Manufactured goods continued to dominate U.S. trade in February 2010, according to data released today by the U.S. Department of Commerce. Manufactured goods comprised 80 percent of U.S. merchandise exports, compared to 10 percent for agricultural exports. Manufactured goods also accounted for 75 percent of merchandise imports.

Both exports and imports of manufactured goods grew in February compared to January, but the 3.9 percent increase in imports exceeded the 1.6 percent increase in exports. As a result, the manufactured goods trade deficit grew to a seasonally-adjusted $31.1 billion in February compared to $28.1 billion in January. Two-thirds of that increase was accounted for by rapid rises in imports of computers, TV sets, and steel, coupled with an unusual 25 percent drop in the highly volatile category of civilian aircraft exports -– which are subject to large fluctuations depending upon the number of aircraft delivered in a particular month.

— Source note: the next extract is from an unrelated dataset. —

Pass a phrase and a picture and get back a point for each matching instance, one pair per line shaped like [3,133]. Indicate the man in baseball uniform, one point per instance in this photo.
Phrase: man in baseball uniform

Compared to February 2009, the rebound in trade was evident in both exports and imports, with February 2010 exports being 14 percent large than a year ago, while imports were up 17 percent.

To meet the President’s goal of doubling exports in five years, exports must grow at an annual rate of 15 percent, so for the first two months of the five-year growth period, exports are basically on track. This, however, is largely due to the fact that exports are recovering from a huge fall last year. Continued rapid growth of U.S. exports will require policy and programmatic changes that will spur the ability and capacity of U.S. companies to penetrate foreign markets more deeply.

U.S. manufacturers continued to enjoy a surplus in trade with U.S. free trade agreement (FTA) partners. Manufactured goods trade with FTA partners was in surplus by nearly $1 billion in January, while manufactured goods trade with countries not having a trade agreement with the United States was in deficit by $26 billion (February data not yet available).